# Linear Transformations

• Mar 30th 2012, 12:22 PM
GrigOrig99
Linear Transformations
The question statement says find f(L), which I have highlighted in bold. However, the book's answer seems to continue on and calcualte for y from the f(L) equation, which I proceed to work out, although my final answer is slightly off. I'm slightly confused as to whether or not the highlihted value for f(L) is in fact f(L)! Can anyone help?

Many thanks.

Q.
L is the line x - y + 1 = 0. f is the transformation f: (x, y) ---> (x', y') where: x' = 2x - y & y' = y. Find f(L).

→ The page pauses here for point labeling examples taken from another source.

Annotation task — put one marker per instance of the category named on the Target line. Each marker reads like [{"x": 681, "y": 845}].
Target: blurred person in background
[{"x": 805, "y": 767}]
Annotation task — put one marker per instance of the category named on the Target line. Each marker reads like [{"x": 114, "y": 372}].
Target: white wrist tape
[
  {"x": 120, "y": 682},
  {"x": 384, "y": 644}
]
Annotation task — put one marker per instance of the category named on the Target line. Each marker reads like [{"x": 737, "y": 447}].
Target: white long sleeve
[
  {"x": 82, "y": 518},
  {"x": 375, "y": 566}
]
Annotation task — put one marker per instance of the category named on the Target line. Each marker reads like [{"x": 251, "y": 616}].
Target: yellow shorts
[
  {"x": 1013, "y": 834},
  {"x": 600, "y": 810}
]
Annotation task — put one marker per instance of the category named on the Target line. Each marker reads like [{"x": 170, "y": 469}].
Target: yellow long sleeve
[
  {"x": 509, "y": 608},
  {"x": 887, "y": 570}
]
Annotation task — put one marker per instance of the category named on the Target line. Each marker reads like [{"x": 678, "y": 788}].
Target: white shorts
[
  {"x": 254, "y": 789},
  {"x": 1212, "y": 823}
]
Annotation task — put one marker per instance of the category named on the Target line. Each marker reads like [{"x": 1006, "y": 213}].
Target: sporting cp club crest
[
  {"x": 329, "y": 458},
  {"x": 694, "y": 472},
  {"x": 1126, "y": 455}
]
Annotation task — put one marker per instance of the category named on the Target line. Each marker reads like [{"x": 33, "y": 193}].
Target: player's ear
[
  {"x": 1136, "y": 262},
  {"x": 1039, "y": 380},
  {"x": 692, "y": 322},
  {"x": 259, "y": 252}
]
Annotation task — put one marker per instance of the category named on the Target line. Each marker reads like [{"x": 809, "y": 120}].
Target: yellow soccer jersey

Attempt: If y = y', then x' = 2x - y => 2x = x' - y => 2x = x' - y' => x = $\displaystyle \frac{x' - y'}{2}$

If L = x - y + 1 = 0, then f(L) = $\displaystyle \frac{x' - y'}{2}$ - y' + 1 = 0 => x' - y' - 2y' + 2 = 0 => x' - 3y' + 2 = 0

Now apply x/ y values to f(L) = x' - 3y' + 2 = 0 => 2x - y - 3y + 2 = 0 => 2x - 4y + 2 = 0 => x - 2y + 1 = 0 => 2y = x + 1 => y = $\displaystyle \frac{x + 1}{2}$

Ans:
(From text book): y = x + 2
• Mar 31st 2012, 12:09 AM
biffboy
Re: Linear Transformations
You have a sign wrong in first line of your attempt x'=2x-y gives 2x=x'+y
• Mar 31st 2012, 07:05 AM
HallsofIvy
Re: Linear Transformations
Quote:

Originally Posted by GrigOrig99
The question statement says find f(L), which I have highlighted in bold. However, the book's answer seems to continue on and calcualte for y from the f(L) equation

I don't know what you mean by this. From the equation of the line, x- y+ 1= 0, y= x+ 1 so the set is {(x, x+1)}. Applying L to that we have x'= 2x- y= 2x- (x+ 1)= x- 1 and y'= y= x+ 1 so that (x, x+1) is mapped to (x- 1, x+ 1). If x'= x- 1 then x= x'+ 1 and x+ 1= x'+ 2, so we can also write this set as {(x', x'+ 2)}.
• Mar 31st 2012, 07:36 AM
biffboy
Re: Linear Transformations
I just noticed that in the first line it said x'=2x-y => 2x=x'-y. I'm obviously not sure what f(L) means (?). I thought they were asking for the equation which the book gives.
• Mar 31st 2012, 12:21 PM
GrigOrig99
Re: Linear Transformations
Thanks for the help. I'll give it a 2nd look.